Ni el portugués San Gonzalo ni la francesa Santa Genoveva tuvieron que ver nada con Sevilla. Están hoy sus nombres en todos los programas porque así bautizaron al general Queipo de Llano y a su esposa, la señora Martí Tovar. Si los gerifaltes del franquismo hubieran sido listos, habrían usado más el método de colocar el apócope de la santidad a las obras con las que se autotitulaban para dejar constancia de su paso por este valle de lágrimas. Ese constructor llamado el Pocero ha ido colocando en la demencial -y fantasmal- ciudad en Seseña estatuas de sus familiares que seguramente acabarán ubicadas en un almacén municipal.
En cambio Santa Genoveva y San Gonzalo -perdidos en el santoral del año- tuvieron dos parroquias que, al contrario de la mayoría de otras que se levantaron en el extrarradio -igual de perdidas en el callejero- son ahora tan conocidas como San Lorenzo o San Román; collaciones que, de escribirlos ahora, no hubieran osado omitir de sus anales Ortiz de Zúñiga o Matute. A despecho de tirios y troyanos, la cofradía les dio personalidad propia y las perpetuó en el tiempo: lo contrario de lo que sucede a quienes les debe los nombres que ya no son de personas sino colectivos.

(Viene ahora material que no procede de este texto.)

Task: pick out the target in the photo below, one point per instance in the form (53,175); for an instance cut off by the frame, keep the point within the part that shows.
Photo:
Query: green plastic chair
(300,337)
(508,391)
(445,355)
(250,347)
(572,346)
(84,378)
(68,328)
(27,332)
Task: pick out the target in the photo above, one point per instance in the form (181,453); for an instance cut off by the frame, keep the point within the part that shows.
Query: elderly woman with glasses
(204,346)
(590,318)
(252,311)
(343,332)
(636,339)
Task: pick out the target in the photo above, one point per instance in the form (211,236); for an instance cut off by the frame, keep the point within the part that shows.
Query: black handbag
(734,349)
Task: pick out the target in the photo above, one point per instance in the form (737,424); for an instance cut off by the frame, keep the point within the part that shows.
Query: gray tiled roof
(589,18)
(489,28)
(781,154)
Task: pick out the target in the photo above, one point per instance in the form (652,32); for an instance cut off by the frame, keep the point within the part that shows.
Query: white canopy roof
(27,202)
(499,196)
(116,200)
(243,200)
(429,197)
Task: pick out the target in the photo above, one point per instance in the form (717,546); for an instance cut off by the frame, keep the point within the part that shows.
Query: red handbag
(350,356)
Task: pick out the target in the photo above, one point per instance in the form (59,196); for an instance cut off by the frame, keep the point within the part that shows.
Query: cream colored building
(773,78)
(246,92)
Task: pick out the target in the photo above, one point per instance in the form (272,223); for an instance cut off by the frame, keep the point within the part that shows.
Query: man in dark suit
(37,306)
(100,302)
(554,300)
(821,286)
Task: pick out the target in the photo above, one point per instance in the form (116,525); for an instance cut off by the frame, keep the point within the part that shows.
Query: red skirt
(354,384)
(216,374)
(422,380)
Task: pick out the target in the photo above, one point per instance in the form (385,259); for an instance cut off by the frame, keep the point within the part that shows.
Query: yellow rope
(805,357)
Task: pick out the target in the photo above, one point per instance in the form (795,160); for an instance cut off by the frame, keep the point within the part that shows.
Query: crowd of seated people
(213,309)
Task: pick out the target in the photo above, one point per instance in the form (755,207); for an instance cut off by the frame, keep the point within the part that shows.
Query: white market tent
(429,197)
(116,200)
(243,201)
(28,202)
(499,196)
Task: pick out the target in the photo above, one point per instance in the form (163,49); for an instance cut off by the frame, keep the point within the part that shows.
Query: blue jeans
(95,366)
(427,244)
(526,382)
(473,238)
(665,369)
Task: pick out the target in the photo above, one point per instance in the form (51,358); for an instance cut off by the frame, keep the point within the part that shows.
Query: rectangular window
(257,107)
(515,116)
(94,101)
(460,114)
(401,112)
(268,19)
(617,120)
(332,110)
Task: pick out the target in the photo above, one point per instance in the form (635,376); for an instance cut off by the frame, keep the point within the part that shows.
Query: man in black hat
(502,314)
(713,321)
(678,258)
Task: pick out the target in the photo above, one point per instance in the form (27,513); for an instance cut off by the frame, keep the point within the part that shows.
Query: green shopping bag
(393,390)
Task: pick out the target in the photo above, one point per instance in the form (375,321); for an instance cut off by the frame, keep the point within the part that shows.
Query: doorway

Tras haber entrado pausadamente, de vuelta, la cruz de guía de Santa Genoveva por Almirante Topete; dobla la esquina el Senatus. Un vecino sale de un bar con una cerveza y se la da al que lo porta: "toma Pepe, que estarás sediento". El nazareno le deja la insignia para poder beber del vaso pero los del tramo anterior comienzan a andar; entonces el que ha convidado la levanta y continúa por él la estación. Entre el público, uno murmura: hay que ver, qué descaro. Y su mujer le dice: "Déjalos, ya están en el barrio". Es otro de los misterios que la gente conmemora estos días, probablemente sin saberlo.